Pioneering comparative study of fuzzy operators for urban flood susceptibility mapping in semi-arid regions: a case study from Koya, Iraq
摘要
Flooding is a significant natural hazard intensified by both human activities and environmental factors, posing risks to both ecological integrity and public safety. Effective flood susceptibility mapping (FSM) is essential for risk assessment and mitigation strategies. This study evaluates the performance of eight fuzzy logic operators within the fuzzy analytical hierarchy process (F_AHP) framework for assessing flood susceptibility in Koya, Iraq. By integrating nine environmental factors-including elevation, slope, topographic wetness index (TWI), land use/land cover (LULC), drainage density (DD), distance to streams ( D to S), distance to roads (D to R), precipitation, and sediment transport index (STI), the research identifies areas prone to flooding and offers the first comprehensive comparison of fuzzy operators for FSM in Iraq.
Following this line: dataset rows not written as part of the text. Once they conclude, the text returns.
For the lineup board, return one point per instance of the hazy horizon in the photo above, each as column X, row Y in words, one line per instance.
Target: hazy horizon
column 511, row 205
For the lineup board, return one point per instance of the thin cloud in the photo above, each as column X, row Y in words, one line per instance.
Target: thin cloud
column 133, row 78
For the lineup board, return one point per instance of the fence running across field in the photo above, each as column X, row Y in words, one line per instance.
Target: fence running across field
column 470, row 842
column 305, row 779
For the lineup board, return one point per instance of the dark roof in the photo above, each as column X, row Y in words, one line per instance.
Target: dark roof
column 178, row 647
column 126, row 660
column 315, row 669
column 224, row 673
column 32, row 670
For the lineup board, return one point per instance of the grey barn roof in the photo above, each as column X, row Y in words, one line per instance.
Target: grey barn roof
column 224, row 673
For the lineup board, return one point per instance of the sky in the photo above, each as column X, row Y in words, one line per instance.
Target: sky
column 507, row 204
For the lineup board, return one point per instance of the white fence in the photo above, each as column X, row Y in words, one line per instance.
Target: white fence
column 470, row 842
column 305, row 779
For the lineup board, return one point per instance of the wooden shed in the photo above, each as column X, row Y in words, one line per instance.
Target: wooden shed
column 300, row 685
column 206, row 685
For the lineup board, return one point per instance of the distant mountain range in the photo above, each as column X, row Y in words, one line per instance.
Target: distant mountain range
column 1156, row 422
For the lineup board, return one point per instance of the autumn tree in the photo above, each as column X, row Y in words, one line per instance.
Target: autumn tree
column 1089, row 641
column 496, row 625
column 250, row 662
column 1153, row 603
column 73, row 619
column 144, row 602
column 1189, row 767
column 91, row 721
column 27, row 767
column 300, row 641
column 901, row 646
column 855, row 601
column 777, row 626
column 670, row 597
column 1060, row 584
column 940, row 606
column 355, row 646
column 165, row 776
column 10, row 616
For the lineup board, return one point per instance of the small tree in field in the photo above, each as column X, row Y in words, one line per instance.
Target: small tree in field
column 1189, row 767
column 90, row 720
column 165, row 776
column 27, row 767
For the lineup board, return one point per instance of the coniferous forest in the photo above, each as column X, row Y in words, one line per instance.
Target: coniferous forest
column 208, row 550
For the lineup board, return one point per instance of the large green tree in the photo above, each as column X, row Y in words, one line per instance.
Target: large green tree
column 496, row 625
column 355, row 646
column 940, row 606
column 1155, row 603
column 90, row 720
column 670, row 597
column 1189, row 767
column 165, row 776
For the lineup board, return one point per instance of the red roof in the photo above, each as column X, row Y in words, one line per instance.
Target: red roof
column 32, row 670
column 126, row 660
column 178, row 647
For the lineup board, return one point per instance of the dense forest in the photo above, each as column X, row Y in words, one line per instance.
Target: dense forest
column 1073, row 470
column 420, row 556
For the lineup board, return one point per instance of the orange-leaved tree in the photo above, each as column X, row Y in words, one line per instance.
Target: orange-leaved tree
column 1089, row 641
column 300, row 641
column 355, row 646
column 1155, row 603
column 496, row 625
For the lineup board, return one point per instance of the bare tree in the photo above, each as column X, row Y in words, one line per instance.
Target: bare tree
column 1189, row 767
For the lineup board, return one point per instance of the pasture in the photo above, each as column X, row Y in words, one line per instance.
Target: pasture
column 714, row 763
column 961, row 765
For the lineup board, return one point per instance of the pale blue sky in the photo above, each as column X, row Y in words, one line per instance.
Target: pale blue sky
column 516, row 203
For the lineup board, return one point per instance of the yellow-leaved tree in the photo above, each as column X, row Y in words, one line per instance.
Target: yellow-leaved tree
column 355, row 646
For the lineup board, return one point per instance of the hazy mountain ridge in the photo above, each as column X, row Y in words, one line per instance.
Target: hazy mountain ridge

Model performance was validated against 32 recorded flood events from 2010 to 2024 using the area under the receiver operating characteristic curve (AUC-ROC) metric in ArcGIS, and flood susceptibility was categorized into five classes: very high, high, moderate, low, and very low. The Gamma, AND, and PRODUCT operators demonstrated superior predictive capabilities, achieving AUC values of 95%, while the OR and SUM operators were less effective, with AUC values of 86% and 70%, respectively. The most accurate models identified high-to-very-high susceptibility zones, comprising about 2.21% of the study area. This study presents the first systematic 8-operator comparison of FSM in Iraq’s semi-arid context, including the most extensive gamma value range (0.70–0.99) tested in Middle Eastern semi-arid areas. These findings enhance methodological insights and support the use of specific fuzzy operators for FSM, understanding their importance in flood risk management in semi-arid regions.